Having already knelt to his level, she caught him easily. She wrapped her arms around his solid little body—he'd always be little to her, even once he became a grown man as tall as his father—right as he'd slung his own arms around her neck. "Da'len," she said into his tousled hair.

He didn't let go instantly, like he would have at home in Ferelden. "I thought you were dead for sure," he said.

"I'm very much alive." Líadan kept her hands on his shoulders, but put space enough between them so she could see for herself that he was unharmed.

"You're wearing a robe," Cáel said once he took in her appearance.

"So are you."

"I don't know why mages wear them. They're stupid."

Líadan couldn't help the smile at his words and not finding any injury on him. "They are." She gave his upper arms a fond squeeze. "How's your sister?"

"She's okay. She… she likes her lessons, but she wouldn't want me to tell you. She'd probably think you'd be mad at her for it."

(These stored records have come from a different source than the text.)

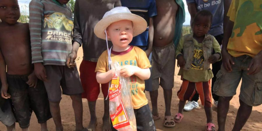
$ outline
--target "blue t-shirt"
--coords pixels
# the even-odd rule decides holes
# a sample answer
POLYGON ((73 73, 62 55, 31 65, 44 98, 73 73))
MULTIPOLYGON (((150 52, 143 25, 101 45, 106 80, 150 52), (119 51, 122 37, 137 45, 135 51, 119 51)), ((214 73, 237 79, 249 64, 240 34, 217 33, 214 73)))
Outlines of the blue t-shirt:
POLYGON ((186 0, 187 3, 195 3, 197 11, 207 10, 213 14, 213 21, 208 33, 216 36, 223 33, 223 0, 186 0))
POLYGON ((147 46, 149 17, 156 15, 155 0, 121 0, 122 6, 126 7, 133 14, 142 17, 147 23, 147 28, 144 32, 133 38, 130 45, 147 46))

"Never. Give her my love, and tell her to learn all she can until we can leave." Líadan saw another commotion start at the end of the hall, apprentices quickly getting out of the way of a pair of grumbling templars. She pulled her son close again. "Ma'arlath. I love you. We'll get out," she whispered to him.

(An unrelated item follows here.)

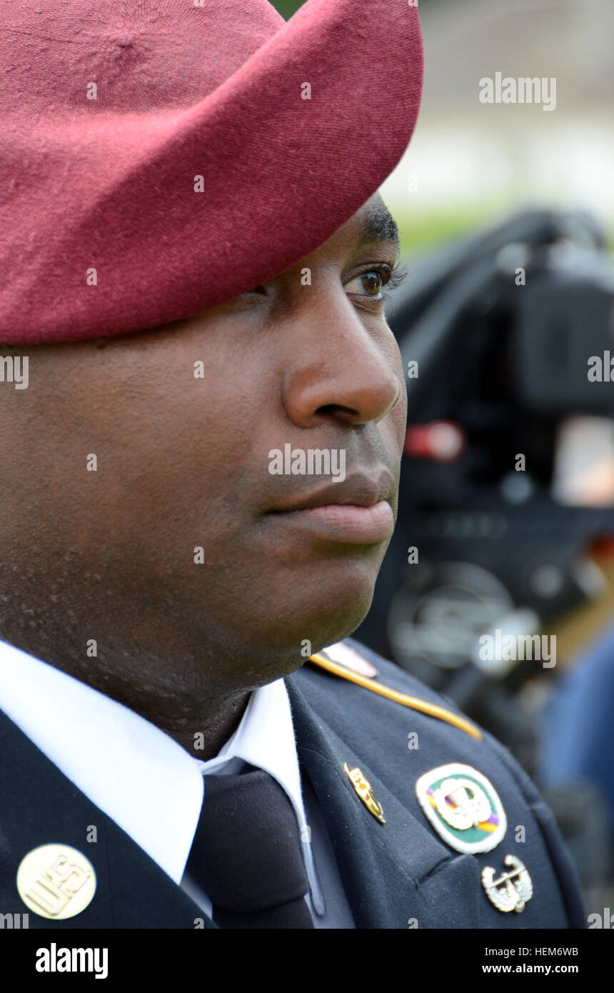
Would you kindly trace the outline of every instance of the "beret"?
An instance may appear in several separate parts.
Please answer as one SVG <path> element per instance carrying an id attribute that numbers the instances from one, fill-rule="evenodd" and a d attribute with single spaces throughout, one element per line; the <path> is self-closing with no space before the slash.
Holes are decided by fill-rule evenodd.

Then the templars reached them, but one was Knight-Captain Cullen, and she felt somewhat less threatened even though she didn't recognize the second templar.

"Boy," said the other templar, "you know you aren't supposed to be on this floor. It's time to get you back."

Cáel's eyes flicked between the templars and Líadan. "I don't—Mamae, I don't want to go."

"You have to, for now." She hated saying it, the words dragged hot and painful out of her throat, but Cullen could only afford to overlook so much and his aid still remain unnoticed by Meredith. "If anyone tries to hurt you or Ava," she said, pitched quietly enough where no one else could hear, "tell Knight-Captain Cullen. He's a fair man. He'll protect you from the people who aren't."

He sniffled, and Líadan felt his tears where he'd pressed his face into the crook of her neck. Tears, from a boy who rarely cried in front of anyone. It took everything she had to hold onto her own.

"All right," said Cáel.

She kissed the top of his head, and then Cáel let go and stepped back. Cullen's assistant immediately put a restraining hand on Cáel's shoulder so he couldn't escape again.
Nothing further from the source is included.